Between December 2020 and 2021, foreign acquisition of US farmland increased by 2.4 million acres, and since 2015, foreign holdings of US farmland have been increasing by 2.2 million acres annually.
The top five foreign countries owning US farmland are Canada, the Netherlands, Italy, the United Kingdom, and Germany. There are no federal restrictions on foreign investors purchasing farmland, and the limitations must be put in place at the state level. While 14 states have some form of restriction on foreign ownership of farmland, many more are considering proposals following two Chinese companies’ land purchases near Air Force bases in North Dakota and Texas.
Foreign entities have recently shown interest in purchasing land in the Great Plains states, particularly in Oklahoma, Texas, Colorado, and Kansas, due to their predominant wind energy potential.
Despite China ranking 18th on the list of foreign countries owning US farmland, with a total of 352,000 acres, it is not a big player in the US farmland market.

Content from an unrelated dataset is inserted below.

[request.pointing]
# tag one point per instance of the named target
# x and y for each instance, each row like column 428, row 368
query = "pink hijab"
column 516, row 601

The average per acre value for domestic purchases is $5,745, whereas foreign entities pay an average of $6,536 or approximately 13% more. Furthermore, foreign acquisitions are often conducted through leases of at least 10 years. Although foreign ownership accounts for only 3% of privately held agricultural land in the US, there is a renewed focus on purchasing land in certain states, leading some states to consider proposals to restrict foreign ownership of farmland.
The House Agricultural Committee members have asked the U.S. Government Accountability Office to study the act. The committee is also planning to hold hearings on foreign ownership of U.S. farmland, but there are concerns about escalating tensions with China.